You received a load of 125 head of stocker cattle the night before at 2 a.m. in the morning that had just undergone a twenty hour haul. It is 1 p.m. the next day and the temperature is 102 degrees. The cattle have eaten some hay and feed you put out before they arrived and they have all had a drink of water. The cattle are resting beneath the shade trees in your lot. You see three head that sure need a shot. Common sense should tell you to dart the three head right where they are and leave the rest of the cattle alone. By penning half the cattle into the sorting pens and running them around in the heat to isolate the three head, you will push who knows how many head to sickness by the stress you would invoke on them in the heat of the day.
As stated earlier in this writing, I’m still learning myself. Much of the contents herein have been learned the hard way. I hope this writing will help some people avoid mistakes I’ve encountered. When you purchase your darting equipment, spend as much as you can afford towards the projector. This is a one time investment, especially on the higher end models. I see people attempting to use their old projectors designed to shoot the reusable type of darts to project disposable darts. What they run into is there is limited power control on these projectors. Pneu-Dart darts weigh much less than the reusable kind and fly much faster. This makes giving a proper injection difficult with an antiquated projector. Over time, they figure out they would have been ahead to have just obtained the best equipment in the first place. Usually in this type of scenario they eventually end up buying a projector designed for the disposable darts and keep the old projector for an emergency back up just in case the Pneu-Dart projector gets stolen or run over by a truck.

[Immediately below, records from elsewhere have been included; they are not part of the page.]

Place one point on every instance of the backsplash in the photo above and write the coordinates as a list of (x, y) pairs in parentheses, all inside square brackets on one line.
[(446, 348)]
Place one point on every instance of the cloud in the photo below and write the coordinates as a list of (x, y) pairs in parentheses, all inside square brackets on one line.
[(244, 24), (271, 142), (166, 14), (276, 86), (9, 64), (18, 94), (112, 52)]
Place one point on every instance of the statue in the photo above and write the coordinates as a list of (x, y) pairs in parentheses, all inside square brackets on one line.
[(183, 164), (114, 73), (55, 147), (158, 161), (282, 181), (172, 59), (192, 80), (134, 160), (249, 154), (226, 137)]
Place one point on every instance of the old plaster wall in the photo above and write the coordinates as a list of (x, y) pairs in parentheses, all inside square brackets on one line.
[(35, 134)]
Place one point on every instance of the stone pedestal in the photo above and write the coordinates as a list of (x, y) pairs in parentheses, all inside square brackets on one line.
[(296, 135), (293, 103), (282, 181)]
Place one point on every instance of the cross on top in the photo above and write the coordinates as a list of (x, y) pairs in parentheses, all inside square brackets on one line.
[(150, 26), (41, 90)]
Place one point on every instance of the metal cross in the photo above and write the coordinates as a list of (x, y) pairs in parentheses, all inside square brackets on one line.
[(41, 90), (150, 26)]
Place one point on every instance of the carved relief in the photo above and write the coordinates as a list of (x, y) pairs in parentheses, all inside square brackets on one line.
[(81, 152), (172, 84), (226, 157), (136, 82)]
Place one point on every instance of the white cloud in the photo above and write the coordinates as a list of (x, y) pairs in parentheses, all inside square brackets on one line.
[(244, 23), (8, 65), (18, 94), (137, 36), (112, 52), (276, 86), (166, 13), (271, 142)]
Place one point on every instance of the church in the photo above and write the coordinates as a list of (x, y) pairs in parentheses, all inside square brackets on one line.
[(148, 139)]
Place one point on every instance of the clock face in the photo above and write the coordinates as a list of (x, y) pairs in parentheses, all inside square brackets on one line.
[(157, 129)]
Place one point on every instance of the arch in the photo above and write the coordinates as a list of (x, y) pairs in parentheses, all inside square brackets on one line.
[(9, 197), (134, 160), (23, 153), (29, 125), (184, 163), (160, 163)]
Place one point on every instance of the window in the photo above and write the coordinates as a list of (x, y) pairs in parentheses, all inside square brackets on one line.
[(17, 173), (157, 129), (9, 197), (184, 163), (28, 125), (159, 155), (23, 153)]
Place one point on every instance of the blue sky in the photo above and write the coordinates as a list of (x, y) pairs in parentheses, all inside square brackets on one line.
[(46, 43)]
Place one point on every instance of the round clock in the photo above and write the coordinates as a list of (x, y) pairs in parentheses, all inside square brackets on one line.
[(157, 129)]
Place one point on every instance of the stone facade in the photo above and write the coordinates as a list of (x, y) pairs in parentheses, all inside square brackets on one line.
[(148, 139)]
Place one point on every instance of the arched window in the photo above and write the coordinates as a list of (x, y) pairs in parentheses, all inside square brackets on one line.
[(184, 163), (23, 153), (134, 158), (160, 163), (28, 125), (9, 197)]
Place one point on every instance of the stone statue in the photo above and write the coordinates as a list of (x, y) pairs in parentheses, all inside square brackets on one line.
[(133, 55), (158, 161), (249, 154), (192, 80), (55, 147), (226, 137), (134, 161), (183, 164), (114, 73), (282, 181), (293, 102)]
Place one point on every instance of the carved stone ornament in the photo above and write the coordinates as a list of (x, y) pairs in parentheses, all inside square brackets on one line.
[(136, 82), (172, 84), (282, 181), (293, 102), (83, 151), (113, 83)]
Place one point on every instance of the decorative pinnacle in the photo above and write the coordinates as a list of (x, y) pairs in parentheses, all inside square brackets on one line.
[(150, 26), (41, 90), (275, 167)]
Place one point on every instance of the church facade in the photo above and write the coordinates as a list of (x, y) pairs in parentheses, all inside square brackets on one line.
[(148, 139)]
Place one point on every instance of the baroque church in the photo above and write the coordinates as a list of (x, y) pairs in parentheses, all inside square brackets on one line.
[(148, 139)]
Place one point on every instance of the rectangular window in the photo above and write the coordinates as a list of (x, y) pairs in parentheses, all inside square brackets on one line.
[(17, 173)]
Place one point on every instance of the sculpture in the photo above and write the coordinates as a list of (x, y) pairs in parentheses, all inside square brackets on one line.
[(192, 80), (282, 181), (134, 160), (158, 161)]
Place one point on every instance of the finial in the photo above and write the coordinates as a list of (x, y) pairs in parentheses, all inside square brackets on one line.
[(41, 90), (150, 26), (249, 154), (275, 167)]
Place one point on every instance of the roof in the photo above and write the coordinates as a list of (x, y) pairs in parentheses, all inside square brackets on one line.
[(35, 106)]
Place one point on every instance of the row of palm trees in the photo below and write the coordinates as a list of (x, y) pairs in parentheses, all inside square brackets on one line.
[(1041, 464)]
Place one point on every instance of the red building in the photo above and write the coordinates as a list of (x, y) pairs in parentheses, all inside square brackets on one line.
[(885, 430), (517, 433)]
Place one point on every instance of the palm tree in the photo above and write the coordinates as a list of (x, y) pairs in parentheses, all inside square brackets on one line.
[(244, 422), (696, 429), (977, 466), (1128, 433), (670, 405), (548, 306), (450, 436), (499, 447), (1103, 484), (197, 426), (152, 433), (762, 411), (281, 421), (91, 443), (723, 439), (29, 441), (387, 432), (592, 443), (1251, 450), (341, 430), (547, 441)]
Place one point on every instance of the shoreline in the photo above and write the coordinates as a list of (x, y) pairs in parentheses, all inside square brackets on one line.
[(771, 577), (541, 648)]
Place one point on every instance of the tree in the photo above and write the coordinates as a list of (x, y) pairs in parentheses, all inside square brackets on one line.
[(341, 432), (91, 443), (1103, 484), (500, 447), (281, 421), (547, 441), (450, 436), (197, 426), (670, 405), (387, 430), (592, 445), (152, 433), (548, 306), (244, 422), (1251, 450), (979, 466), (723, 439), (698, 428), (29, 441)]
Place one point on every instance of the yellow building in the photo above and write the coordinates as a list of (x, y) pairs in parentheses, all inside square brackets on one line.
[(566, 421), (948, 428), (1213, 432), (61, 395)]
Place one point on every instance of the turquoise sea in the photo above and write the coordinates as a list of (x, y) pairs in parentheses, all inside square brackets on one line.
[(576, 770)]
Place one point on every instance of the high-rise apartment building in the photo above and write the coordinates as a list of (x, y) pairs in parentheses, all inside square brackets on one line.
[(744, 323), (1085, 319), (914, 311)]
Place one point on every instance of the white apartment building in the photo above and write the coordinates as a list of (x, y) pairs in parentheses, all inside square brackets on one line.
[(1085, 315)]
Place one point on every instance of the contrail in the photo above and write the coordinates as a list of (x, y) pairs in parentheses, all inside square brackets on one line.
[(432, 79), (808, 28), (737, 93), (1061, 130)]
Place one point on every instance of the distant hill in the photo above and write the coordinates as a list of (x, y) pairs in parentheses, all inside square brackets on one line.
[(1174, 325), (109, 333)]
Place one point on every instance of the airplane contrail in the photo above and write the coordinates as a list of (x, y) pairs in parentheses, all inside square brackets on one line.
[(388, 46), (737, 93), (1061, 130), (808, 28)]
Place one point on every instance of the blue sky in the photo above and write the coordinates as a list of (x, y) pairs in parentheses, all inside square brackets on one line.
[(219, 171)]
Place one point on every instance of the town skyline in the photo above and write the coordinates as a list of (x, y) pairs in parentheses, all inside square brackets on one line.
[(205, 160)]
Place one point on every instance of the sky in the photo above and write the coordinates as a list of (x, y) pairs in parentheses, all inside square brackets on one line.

People will steal your dart gun. In more than one such case I could not get the victims of such thefts new replacement rifles fast enough! I guess it’s kind of like leaving your house without your cell phone in this day and age. You feel somewhat lost without it.
Every once in a great while I’ll have someone ask me about a crossbow projector that is capable of twenty or thirty cc injections. All I can tell them is that there are very few drugs out there that I know of that are labeled for more than 10cc per injection site; then I remind them what century we are in. Putting all that aside, think of the impact trauma generated to the animal’s tissue that occurs if it is close enough to be hit by one of those things! Common sense would dictate that it would not be a good idea to use a framing hammer to complete the finish work in your house.